Otras importantes consecuencias del 68 serían el feminismo, la revolución sexual, el ecologismo, el pacifismo, el igualitarismo y la prosecución incansable de los derechos humanos. Las estructuras en el primero y en el segundo mundo se repusieron literalmente: soltaron lastre e incorporaron savia nueva. El mundo siguió siendo capitalista, pero con nuevos límites y nuevas perspectivas.
Hasta que llegó el neoliberalismo. O lo que es lo mismo, la derecha sin complejos. “¡Fuera límites!”, se proclamó. Todo valía para hacerse rico, que como hemos comprobado en nuestras carnes, no es lo mismo que crear riqueza. Los derechos humanos, los laborales, el feminismo, el ecologismo y tantas otras cosas sobraban. Y la izquierda tradicional, acomodada al sistema, se deshizo claramente a partir de la segunda mitad de los años noventa, como uno terrón de azúcar en agua. Y el agua azucarada, como sabe todo el mundo que la ha probado, es un producto inaceptable. La izquierda socialdemócrata desaparece. La llamada impropiamente comunista, se hundió con el 68.
Con este panorama en frente surge el movimiento de los Indignados como consecuencia de la crisis global del 2008. Ante el frenesí recortador de los restos del naufragio socialdemócrata (recordad: “rebajar impuestos es de izquierdas” dijo Zapatero), la inmensa mayoría de la sociedad quedó desprotegida.
En mayor o menor medida, los Indignados, desde de Occupy Wall Street hasta los fundadores Syriza, que sí que llegaron al poder y ya conocieron el paño, cruzaron el mundo. En España se consolidaron en Podemos, con la excepción de Catalunya donde, en paralelo, el independentismo empezaba a ser transversal y a revolcar la política tradicional en nuestra casa y en España.

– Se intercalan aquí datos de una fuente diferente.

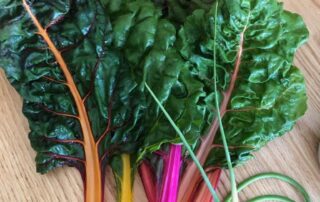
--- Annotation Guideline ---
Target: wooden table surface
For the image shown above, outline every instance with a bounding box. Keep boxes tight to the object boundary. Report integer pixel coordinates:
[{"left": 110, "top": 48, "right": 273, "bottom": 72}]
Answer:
[{"left": 0, "top": 0, "right": 320, "bottom": 202}]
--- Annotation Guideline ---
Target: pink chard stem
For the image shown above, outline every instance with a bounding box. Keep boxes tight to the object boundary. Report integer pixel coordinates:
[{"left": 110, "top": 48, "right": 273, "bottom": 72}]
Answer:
[{"left": 160, "top": 144, "right": 182, "bottom": 202}]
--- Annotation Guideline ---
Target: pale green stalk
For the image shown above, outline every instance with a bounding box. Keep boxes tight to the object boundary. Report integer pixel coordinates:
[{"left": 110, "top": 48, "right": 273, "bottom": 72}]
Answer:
[
  {"left": 213, "top": 3, "right": 239, "bottom": 202},
  {"left": 225, "top": 172, "right": 311, "bottom": 202},
  {"left": 145, "top": 83, "right": 220, "bottom": 202}
]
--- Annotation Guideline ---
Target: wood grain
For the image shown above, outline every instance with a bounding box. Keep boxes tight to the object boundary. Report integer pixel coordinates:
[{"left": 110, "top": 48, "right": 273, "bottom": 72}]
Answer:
[{"left": 0, "top": 0, "right": 320, "bottom": 202}]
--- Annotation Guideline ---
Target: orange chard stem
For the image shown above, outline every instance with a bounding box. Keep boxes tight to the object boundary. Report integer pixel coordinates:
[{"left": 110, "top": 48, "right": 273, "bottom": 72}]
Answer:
[{"left": 22, "top": 0, "right": 103, "bottom": 202}]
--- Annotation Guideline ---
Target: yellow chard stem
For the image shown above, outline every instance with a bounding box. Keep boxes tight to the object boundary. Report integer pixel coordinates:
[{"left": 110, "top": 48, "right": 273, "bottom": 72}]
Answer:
[{"left": 120, "top": 154, "right": 133, "bottom": 202}]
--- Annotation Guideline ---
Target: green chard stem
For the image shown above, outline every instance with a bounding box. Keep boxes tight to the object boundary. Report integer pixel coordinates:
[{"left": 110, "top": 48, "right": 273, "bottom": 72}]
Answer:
[
  {"left": 225, "top": 172, "right": 311, "bottom": 202},
  {"left": 213, "top": 3, "right": 239, "bottom": 202}
]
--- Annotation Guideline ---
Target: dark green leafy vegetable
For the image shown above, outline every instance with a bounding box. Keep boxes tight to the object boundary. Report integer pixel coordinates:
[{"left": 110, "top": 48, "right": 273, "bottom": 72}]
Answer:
[
  {"left": 0, "top": 0, "right": 308, "bottom": 201},
  {"left": 0, "top": 0, "right": 143, "bottom": 201}
]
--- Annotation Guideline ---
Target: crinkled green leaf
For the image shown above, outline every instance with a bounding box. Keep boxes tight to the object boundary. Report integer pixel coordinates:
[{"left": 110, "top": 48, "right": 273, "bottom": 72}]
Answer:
[
  {"left": 179, "top": 0, "right": 308, "bottom": 166},
  {"left": 0, "top": 0, "right": 142, "bottom": 173}
]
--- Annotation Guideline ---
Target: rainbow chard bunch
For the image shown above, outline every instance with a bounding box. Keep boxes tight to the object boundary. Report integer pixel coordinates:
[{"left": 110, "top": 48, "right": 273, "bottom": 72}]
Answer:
[{"left": 0, "top": 0, "right": 308, "bottom": 202}]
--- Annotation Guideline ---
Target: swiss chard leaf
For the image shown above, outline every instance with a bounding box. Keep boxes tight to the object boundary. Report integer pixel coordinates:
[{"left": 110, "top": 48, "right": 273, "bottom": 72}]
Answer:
[
  {"left": 179, "top": 0, "right": 308, "bottom": 166},
  {"left": 0, "top": 0, "right": 143, "bottom": 201}
]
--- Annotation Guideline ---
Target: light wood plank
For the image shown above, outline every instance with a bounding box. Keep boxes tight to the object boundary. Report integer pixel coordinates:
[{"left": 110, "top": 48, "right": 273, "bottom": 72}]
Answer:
[{"left": 0, "top": 0, "right": 320, "bottom": 202}]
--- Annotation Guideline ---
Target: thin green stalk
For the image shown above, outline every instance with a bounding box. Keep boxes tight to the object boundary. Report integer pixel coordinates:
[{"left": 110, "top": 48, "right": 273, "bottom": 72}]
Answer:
[
  {"left": 145, "top": 83, "right": 220, "bottom": 202},
  {"left": 248, "top": 195, "right": 295, "bottom": 202},
  {"left": 213, "top": 3, "right": 239, "bottom": 202},
  {"left": 225, "top": 172, "right": 311, "bottom": 202}
]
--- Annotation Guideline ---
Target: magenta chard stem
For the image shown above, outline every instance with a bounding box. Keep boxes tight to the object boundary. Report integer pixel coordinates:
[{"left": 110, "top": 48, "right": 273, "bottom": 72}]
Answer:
[{"left": 160, "top": 144, "right": 182, "bottom": 202}]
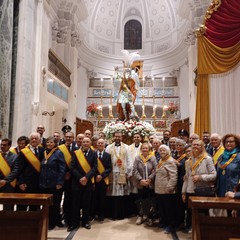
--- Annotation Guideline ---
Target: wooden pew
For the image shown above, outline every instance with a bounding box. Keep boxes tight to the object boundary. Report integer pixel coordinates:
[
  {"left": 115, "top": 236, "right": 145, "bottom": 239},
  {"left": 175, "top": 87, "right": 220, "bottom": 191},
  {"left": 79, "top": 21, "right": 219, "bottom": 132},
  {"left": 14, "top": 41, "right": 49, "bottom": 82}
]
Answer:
[
  {"left": 189, "top": 196, "right": 240, "bottom": 240},
  {"left": 0, "top": 193, "right": 53, "bottom": 240}
]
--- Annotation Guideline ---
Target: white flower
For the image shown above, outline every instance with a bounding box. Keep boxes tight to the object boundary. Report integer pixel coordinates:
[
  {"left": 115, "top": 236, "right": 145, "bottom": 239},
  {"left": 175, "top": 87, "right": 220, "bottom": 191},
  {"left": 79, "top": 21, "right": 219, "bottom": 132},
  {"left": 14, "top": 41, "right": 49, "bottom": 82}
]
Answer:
[{"left": 103, "top": 120, "right": 156, "bottom": 139}]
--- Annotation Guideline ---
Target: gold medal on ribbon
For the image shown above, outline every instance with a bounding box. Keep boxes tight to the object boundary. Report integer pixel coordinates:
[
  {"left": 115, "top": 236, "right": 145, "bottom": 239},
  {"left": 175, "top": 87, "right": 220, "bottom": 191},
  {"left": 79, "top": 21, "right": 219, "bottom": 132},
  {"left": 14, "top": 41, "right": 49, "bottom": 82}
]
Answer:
[{"left": 116, "top": 158, "right": 122, "bottom": 167}]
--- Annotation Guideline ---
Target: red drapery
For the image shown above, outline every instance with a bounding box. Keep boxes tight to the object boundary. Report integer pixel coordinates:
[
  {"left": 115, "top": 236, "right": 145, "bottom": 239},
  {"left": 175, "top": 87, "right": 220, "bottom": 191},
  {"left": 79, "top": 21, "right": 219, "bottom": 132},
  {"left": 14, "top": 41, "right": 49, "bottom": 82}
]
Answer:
[{"left": 204, "top": 0, "right": 240, "bottom": 48}]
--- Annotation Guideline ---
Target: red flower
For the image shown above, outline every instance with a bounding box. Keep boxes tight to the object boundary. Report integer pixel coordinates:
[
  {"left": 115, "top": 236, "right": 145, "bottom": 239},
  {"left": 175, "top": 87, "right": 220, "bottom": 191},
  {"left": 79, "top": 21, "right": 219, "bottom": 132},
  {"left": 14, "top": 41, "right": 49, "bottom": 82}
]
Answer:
[{"left": 87, "top": 103, "right": 98, "bottom": 114}]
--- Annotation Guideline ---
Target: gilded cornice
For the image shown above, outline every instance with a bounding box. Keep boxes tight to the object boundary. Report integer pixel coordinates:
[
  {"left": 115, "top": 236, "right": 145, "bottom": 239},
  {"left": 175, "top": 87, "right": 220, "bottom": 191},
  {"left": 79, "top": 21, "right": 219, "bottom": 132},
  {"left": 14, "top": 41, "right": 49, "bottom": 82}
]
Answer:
[{"left": 195, "top": 0, "right": 222, "bottom": 37}]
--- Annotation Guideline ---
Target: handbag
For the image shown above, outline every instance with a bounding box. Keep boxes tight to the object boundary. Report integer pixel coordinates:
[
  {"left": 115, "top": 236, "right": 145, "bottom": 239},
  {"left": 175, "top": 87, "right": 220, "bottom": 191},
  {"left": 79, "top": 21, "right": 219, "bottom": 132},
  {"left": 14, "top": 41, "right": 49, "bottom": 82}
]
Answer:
[
  {"left": 117, "top": 171, "right": 127, "bottom": 185},
  {"left": 135, "top": 198, "right": 156, "bottom": 216},
  {"left": 194, "top": 186, "right": 216, "bottom": 197}
]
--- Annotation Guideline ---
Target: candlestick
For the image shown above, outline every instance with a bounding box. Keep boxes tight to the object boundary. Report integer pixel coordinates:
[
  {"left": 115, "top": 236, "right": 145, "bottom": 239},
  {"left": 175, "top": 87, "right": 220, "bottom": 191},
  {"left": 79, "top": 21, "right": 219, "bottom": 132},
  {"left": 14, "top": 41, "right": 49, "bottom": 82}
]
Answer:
[
  {"left": 142, "top": 95, "right": 147, "bottom": 119},
  {"left": 108, "top": 95, "right": 113, "bottom": 118},
  {"left": 162, "top": 77, "right": 167, "bottom": 118}
]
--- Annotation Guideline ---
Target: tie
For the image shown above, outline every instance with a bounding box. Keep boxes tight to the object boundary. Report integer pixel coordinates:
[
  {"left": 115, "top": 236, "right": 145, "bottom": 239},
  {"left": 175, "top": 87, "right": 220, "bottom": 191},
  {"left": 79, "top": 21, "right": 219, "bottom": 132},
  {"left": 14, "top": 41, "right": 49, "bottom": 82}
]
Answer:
[
  {"left": 213, "top": 148, "right": 217, "bottom": 155},
  {"left": 34, "top": 148, "right": 38, "bottom": 157}
]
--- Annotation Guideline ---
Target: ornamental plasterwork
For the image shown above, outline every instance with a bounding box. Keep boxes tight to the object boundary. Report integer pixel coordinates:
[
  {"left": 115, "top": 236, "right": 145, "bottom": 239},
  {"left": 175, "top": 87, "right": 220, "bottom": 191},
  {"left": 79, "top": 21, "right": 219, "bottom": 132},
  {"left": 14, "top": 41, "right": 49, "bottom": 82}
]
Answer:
[
  {"left": 184, "top": 29, "right": 196, "bottom": 45},
  {"left": 87, "top": 70, "right": 97, "bottom": 79},
  {"left": 52, "top": 22, "right": 68, "bottom": 44}
]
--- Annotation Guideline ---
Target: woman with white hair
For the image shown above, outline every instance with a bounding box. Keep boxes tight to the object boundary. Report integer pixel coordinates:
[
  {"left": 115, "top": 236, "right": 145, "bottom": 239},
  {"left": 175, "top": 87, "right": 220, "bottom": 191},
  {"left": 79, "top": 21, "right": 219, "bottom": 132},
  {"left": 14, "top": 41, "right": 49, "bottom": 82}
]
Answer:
[
  {"left": 182, "top": 140, "right": 216, "bottom": 233},
  {"left": 155, "top": 145, "right": 177, "bottom": 233}
]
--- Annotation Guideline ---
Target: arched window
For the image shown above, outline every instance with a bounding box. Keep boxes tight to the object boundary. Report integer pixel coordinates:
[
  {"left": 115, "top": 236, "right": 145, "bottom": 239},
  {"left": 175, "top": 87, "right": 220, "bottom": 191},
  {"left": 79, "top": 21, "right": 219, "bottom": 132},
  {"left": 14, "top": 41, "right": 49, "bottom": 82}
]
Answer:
[{"left": 124, "top": 20, "right": 142, "bottom": 49}]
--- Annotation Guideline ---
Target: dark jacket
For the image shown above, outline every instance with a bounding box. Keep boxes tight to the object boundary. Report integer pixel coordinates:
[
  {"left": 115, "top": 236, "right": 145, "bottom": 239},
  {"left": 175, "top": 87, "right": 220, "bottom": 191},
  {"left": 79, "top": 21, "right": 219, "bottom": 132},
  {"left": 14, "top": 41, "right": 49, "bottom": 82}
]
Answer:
[
  {"left": 70, "top": 149, "right": 97, "bottom": 191},
  {"left": 39, "top": 149, "right": 66, "bottom": 189},
  {"left": 0, "top": 152, "right": 19, "bottom": 192},
  {"left": 18, "top": 147, "right": 44, "bottom": 190},
  {"left": 97, "top": 151, "right": 112, "bottom": 179},
  {"left": 217, "top": 153, "right": 240, "bottom": 197}
]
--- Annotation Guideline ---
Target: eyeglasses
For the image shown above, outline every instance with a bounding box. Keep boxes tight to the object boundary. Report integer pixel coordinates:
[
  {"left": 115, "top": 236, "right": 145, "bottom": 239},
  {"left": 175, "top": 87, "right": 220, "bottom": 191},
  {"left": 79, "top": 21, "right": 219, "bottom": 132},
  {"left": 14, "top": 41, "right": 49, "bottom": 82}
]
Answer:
[{"left": 1, "top": 144, "right": 8, "bottom": 147}]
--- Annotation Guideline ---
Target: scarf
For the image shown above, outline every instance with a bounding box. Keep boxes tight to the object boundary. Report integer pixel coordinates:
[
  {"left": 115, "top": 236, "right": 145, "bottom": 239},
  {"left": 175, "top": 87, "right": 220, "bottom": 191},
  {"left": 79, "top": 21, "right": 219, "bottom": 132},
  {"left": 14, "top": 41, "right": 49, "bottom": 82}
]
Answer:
[{"left": 222, "top": 148, "right": 240, "bottom": 164}]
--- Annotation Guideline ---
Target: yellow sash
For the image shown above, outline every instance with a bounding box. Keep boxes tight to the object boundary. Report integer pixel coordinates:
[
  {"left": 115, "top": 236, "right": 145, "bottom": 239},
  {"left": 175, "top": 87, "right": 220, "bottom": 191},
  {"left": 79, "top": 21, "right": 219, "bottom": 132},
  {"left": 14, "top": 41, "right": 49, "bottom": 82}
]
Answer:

la filosofía de base de los indignados, es decir, querer una democracia para todos y sustentable bajo todos los puntos de vista, ha venido para quedarse. La herencia será de todos.
Los prePodemos rechazan la institucionalidad de los partidos, incluso de los llamados de izquierdas y del Partido Comunista. Memorable el abucheo con el que fue obsequiado Cayo Lara en la Puerta del Sol. Aunque unos cuantos miembros del núcleo duro de lo que sería Podemos o de sus fundadores provenían o habían militado en el PC, en sus juventudes o en Iniciativa; la Nueva Política —tal era su autodenominación— no quería saber nada de ellos.
Cosas de la vida. En la actualidad gobierna España una coalición de PSOE y Unidas-Podemos, con dos ministros que son miembros del Partido Comunista: la vicepresidenta Yolanda Díaz y el ministro de Consumo, Alberto Garzón. Ignorar que el ser humano es contradictorio y que la vida —la política también— es un fluido de contradicciones, lleva a donde lleva: la ignorancia y la arrogancia pasan factura a los que no se dan cuenta de cómo funciona el mundo.
Pero con estos costes personales, a los que los genuinos canallescos no han sido ajenos, la Nueva Política no desaparecerá. Seguramente vendrá un tsunami doloroso de la extrema derecha, pero la filosofía de base de los indignados, es decir, querer una democracia para todos y sustentable bajo todos los puntos de vista, ha venido para quedarse. La herencia será de todos.